Querelle de voisinage : un partout, balle au centre...

Ce mercredi, le Barça continuait son chemin dans la Coupe de Jean-Charles Premier par un déplacement chez son voisin Ché. De faux voisins, en fait, qui se targuent d'avoir inventé le catalan, en l'appelant valencian. Ils ont déjà mis au monde la paëlla, on ne peut pas être partout. Ferran Adria n'est pas, que je sache, à l'Académie Espagnole de Lettres. 

Match aller à Mestalla, face au seul club de la décennie à avoir perturbé la suprématie bipolaire de la Liga. Face, aussi, à une des rares équipes capables de bousculer le Barça en proposant du jeu.

Pep avait tout à craindre de ce match, et de ce terrain où il avait affiché un 3-4-3 peu glorieux en Liga. Il avait aussi beaucoup à craindre de son effectif restreint où seuls 15 professionnels étaient disponibles hier soir. Privé d’Iniesta, le technicien catalan avait décidé de réserver Xavier, afin de ne pas compromettre nos talents du milieu.

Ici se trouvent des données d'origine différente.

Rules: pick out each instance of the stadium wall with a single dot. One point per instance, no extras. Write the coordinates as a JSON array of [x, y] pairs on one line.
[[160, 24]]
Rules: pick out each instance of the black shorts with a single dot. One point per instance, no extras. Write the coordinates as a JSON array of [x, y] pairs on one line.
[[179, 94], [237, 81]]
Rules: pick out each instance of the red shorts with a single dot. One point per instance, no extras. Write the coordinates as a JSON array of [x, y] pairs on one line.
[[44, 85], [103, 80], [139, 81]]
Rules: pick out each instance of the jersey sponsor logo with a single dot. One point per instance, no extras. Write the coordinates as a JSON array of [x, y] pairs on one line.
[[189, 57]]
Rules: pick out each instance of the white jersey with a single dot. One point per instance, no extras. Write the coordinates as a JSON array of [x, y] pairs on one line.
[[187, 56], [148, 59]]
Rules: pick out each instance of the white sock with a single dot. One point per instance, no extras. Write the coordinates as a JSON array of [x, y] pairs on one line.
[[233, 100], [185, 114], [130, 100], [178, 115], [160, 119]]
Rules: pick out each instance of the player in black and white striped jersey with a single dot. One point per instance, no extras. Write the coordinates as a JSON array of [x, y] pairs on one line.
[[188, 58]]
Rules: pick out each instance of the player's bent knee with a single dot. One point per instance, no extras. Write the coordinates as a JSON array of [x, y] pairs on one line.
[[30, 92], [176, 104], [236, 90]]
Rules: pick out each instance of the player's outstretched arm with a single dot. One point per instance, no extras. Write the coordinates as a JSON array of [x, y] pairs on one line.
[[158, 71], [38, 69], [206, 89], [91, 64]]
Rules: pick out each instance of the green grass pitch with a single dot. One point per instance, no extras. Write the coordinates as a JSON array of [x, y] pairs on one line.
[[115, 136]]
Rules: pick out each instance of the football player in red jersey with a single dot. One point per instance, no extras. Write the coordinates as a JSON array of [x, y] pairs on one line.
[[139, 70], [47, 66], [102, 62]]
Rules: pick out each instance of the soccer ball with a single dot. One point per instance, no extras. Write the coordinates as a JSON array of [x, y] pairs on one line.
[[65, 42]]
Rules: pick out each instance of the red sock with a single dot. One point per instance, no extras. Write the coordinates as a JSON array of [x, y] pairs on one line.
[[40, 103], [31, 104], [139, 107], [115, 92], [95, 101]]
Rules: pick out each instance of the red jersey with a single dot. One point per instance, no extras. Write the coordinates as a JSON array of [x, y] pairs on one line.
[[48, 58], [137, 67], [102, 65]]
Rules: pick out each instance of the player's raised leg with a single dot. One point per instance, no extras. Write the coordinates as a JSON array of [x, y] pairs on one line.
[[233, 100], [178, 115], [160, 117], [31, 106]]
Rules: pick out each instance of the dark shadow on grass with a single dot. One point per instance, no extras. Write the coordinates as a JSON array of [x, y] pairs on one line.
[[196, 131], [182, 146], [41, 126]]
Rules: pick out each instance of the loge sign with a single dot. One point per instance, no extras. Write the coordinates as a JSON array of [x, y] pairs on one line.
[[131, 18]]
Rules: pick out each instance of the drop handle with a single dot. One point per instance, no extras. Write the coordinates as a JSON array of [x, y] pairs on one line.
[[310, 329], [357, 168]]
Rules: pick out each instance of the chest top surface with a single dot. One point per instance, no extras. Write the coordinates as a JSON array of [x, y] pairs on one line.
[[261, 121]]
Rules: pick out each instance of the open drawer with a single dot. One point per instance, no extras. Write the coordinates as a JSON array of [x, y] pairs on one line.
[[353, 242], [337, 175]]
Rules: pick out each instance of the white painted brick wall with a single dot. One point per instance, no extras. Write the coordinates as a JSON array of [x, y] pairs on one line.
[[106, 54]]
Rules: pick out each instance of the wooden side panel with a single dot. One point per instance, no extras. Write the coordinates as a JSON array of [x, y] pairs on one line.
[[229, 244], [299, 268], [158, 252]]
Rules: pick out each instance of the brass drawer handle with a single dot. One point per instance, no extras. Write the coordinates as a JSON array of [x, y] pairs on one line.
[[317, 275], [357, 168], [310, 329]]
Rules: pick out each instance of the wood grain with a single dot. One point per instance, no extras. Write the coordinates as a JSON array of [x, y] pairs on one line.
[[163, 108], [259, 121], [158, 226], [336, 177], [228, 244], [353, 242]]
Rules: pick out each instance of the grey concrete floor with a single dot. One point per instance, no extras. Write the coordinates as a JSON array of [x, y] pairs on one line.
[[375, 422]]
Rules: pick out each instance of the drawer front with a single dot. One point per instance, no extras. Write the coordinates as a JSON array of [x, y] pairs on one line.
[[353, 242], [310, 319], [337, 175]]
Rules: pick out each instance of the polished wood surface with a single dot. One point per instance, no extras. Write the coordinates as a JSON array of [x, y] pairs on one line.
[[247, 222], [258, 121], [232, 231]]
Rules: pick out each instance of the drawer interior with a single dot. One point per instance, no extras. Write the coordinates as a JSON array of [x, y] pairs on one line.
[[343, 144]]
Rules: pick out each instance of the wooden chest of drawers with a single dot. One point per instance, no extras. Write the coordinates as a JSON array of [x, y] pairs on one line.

Il avait aussi choisi de laisser la mobylette Alves au garage, après avoir avalé les bornes dernièrement, pour la révision des 20 000. Avouez que ça serait bête que le carbu lâche à ce moment de l’année.

Hormis ces trois tauliers et Valdes, Guardiola alignait donc ce que l’on fait de mieux. Colorado Pinto allait donc sortir de sa maison de disques Wahin Makinaciones pour se consacrer au football. L’arrière-garde se composait d’Abidieu, Shakiro, Maché et Carles. Au milieu, la tour de contrôle Busi était entourée des techniciens du ballon Cesc et Thiago. Devant, on retrouvait Leo, un peu moins D10S cette semaine, Faudel et le tout frais professionnel Cuenca.

 

Très vite, arriva ce qui devait arriver (c'est souvent comme ça). Valence jouait haut, vite et plutôt bien, avec Mathieu et Jordi Alba, égaux à eux-mêmes, sortes de Dani Alves de la costa valenciana. A se demander si en plus de spolier la langue, les voisins n’en avaient pas profité pour copier le jeu léché qui se fait en Catalogne.

 

Au bout d’un quart d’heure de jeu, le match aurait pu (dû?) tourner définitivement si monsieur Gonzalez Gonzalez, certainement un cousin éloigné de Boutros-Boutros Ghali, ou un enfant de la consanguinité, avait vu la main de Pinto dépasser la surface de réparation pour bloquer la chevauchée fantastique de Soldado, lancé par Piatti.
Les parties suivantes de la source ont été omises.